A mutation in the PBGD gene does not necessarily mean that an individual has acute intermittent porphyria which is a very rare disease. Many base change changes have too little effect on the enzyme activity that it would cause any harm and thus, we should not diagnose people by a mutation detection solely. Mutation does not equal the disease.
Neuropsychiatric symptoms listed are rare and occur only during severe and commonly prolonged attacks. The symptoms listed here are related to acute encephalopathy and commonly in PRES in severe attacks only. More common are related to mild mental symptoms and autonomous neuropathy as listed here gastrointestinal but tachycardia and hypertension, which are typical, are missing.

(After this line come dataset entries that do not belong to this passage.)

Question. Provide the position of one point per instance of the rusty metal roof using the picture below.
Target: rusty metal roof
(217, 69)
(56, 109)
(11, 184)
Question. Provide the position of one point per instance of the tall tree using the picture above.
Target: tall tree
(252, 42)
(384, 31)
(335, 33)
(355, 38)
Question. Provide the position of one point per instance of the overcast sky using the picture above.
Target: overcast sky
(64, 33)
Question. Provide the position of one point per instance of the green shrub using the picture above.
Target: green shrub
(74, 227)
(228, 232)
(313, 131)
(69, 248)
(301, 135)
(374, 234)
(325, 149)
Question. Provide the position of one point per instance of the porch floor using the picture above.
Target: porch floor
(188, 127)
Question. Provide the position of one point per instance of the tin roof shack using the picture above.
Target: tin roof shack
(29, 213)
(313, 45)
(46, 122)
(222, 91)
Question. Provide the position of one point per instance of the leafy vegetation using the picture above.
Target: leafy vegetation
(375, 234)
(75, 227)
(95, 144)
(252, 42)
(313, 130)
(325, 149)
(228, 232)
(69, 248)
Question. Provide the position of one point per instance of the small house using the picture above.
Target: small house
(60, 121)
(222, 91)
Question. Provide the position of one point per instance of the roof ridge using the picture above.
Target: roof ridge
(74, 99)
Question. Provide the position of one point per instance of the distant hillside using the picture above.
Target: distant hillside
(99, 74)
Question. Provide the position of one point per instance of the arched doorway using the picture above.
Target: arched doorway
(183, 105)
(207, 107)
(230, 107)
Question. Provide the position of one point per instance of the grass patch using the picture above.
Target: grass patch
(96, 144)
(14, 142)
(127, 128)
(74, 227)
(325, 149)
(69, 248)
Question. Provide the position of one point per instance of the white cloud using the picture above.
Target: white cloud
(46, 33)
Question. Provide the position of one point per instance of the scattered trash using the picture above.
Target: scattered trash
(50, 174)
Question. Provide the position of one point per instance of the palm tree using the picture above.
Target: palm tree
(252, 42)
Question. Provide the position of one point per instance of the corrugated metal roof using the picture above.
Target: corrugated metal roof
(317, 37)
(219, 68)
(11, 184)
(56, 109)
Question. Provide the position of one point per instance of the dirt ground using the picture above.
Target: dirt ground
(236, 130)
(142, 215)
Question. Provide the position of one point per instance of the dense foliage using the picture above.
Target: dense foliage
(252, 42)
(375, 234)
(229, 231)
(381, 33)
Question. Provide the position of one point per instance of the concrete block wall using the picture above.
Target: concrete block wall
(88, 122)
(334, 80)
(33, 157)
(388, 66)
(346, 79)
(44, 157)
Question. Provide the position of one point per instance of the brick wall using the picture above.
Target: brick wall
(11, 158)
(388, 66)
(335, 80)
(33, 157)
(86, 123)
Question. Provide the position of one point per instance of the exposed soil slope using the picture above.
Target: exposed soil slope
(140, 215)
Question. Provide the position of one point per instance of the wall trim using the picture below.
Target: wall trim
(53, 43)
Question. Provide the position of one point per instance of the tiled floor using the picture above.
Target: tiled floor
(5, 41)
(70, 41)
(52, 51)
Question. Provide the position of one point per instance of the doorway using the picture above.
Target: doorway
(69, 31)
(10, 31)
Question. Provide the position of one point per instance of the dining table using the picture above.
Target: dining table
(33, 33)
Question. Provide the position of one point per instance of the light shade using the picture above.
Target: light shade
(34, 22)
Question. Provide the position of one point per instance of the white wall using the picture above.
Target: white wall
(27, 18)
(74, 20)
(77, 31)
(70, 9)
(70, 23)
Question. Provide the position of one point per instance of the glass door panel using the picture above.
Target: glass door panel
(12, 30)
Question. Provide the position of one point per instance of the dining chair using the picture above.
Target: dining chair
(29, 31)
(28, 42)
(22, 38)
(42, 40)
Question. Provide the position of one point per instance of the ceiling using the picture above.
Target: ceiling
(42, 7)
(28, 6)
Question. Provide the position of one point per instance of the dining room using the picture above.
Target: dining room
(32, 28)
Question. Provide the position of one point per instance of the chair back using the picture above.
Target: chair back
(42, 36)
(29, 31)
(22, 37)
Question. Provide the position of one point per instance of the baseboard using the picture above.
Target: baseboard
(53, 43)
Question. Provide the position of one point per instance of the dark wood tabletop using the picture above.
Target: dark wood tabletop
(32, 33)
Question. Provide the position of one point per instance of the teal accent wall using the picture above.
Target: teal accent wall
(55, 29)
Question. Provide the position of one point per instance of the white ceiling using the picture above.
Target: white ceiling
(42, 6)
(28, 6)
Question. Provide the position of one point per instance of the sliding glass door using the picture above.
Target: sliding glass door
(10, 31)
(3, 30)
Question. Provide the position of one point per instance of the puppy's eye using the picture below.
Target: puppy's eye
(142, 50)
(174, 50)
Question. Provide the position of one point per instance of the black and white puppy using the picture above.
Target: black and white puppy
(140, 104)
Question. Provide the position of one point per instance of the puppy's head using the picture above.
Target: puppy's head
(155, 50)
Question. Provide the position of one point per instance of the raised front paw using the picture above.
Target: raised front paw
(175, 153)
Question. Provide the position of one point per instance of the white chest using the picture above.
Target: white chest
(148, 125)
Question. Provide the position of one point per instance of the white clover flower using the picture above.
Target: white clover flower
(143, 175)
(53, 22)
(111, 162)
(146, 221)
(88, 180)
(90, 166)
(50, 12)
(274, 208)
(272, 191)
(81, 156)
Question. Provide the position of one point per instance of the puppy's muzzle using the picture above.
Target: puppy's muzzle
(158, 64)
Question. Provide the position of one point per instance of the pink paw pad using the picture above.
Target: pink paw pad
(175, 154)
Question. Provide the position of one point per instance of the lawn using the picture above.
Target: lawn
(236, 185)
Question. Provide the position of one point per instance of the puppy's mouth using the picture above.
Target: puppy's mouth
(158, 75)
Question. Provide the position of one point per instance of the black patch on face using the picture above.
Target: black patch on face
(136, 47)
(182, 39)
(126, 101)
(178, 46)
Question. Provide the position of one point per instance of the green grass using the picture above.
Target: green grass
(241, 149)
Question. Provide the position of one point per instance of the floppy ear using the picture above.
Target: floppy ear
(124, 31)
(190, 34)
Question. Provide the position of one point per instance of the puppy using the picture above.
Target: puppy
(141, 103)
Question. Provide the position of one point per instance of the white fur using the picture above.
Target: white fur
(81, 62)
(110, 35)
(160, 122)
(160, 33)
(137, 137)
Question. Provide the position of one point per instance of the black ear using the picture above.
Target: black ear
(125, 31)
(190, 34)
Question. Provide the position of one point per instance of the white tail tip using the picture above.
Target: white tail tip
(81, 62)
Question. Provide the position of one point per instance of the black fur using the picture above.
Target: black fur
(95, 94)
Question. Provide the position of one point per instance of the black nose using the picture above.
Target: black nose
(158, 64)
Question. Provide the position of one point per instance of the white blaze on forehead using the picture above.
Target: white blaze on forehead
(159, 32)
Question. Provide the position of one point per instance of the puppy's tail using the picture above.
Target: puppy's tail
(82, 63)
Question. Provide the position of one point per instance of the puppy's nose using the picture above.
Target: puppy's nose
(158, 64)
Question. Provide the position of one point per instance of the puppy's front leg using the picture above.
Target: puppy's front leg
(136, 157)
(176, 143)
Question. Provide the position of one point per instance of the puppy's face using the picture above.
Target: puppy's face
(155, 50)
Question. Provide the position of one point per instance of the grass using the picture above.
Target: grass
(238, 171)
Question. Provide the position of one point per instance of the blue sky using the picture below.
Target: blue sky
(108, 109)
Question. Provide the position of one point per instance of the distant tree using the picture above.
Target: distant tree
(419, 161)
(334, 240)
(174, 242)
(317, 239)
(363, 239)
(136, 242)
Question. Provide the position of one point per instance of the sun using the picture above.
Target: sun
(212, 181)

Peripheral motor neuropathy and central nervous system disturbances accompanied by hypertension, chronic abdominal pain…
The sentence should be removed or rephased since it mixes symptoms and signs of an acute attack and chronic phase in few severely affected patients.
…physical exhaustion - what does it mean? …certain steroid hormones, medications, other chemicals… – this causes only confusion – omit or be more precise and explain what the mechanism of it is in general
Majority of the AIP patients lead normal life and tolerate weight reduction.
First-line strategy to manage or to prevent acute episodes consists of hemin infusion… this is an option not the first-line but for those with recurrent attacks
Is there evidence-based medicine that carbohydrate as such would be beneficial to inhibit ALAS1 activity in clinical trials. Patients used to even die during attacks despite carbohydrate loading. Mortality rate has been high.
In many cases, eradicating triggering factors starts healing, and thus, an attack usually lasts a week. This is also commonly related to sex-hormones in women. Premenstrum is the most common triggering factor in women, and when the bleeding starts, estrogen and progesteron levels decrease dramatically and normalizes many liver metabolism pathways which have been up-or down-regulated during premenstrum.
I would leave out “candy therapy” here but it is important to avoid fasting by using glucose infusions if a patient is unable to eat. It is good to keep in mind that in many other acute diseases and most likely also in AIP glucose metabolism is secondarily mildly impaired during acute crisis but only transiently. This is mainly related to inflammatory factors of hepatic origin. Diabetes mellitus is completely other thing and needs genetic background. AIP does not cause or prevent DMT2 unless the patients’ BMI is low but like anorexia in general, many hepatic metabolic changes occur due to severe fasting. For example, 20-30% reduction of hepatic fat occurs within a few days during fasting in humans which demonstrates dynamicity of the liver in energy metabolism. Diabetic patients do not suffer from a lack of glucose intramuscularly.
Pregnancies are usually well-tolerated and do not differ from normal pregnancies or deliveries. The patient’s primary condition (low BMI) may affect steroid hormonal production but even infertility has been rare.
Probiotics have been studied for decades but no success stories have been reported to date, only microbiota transplantation due to recurrent Clostridium difficile infection has become ”the drug of choice”.
Studies using special mice strains do not mimic humans since common immunological factors are missing. Moreover, AIP -mice do not resemble AIP -patients but mice metabolism might be interesting for those who are working with them. B. coagulans did not seem to taste so good since even mice reduced their food intake and started rather fasting and lost fat quickly similar to humans. Loosing weight is a quick way to control glucose levels also in human diabetics.
The problem with these probiotics is the short time of use. Commonly after 6 months differences seem to fade away.
Author Response
Reviewer 1
The authors describe an experimental study related to AIP mice which have used probiotics for 12 weeks (short period) changing their liver metabolism especially related to glucose metabolism. The animal study is done carefully but the text would have benefited from explanation of liver metabolism of AIP mice compared to WT mice in general. Information and comparison of human AIP to AIP mice is confusing and should be shortened dramatically since even the authors explained at the end that it is hard to say if this has anything to do with humans.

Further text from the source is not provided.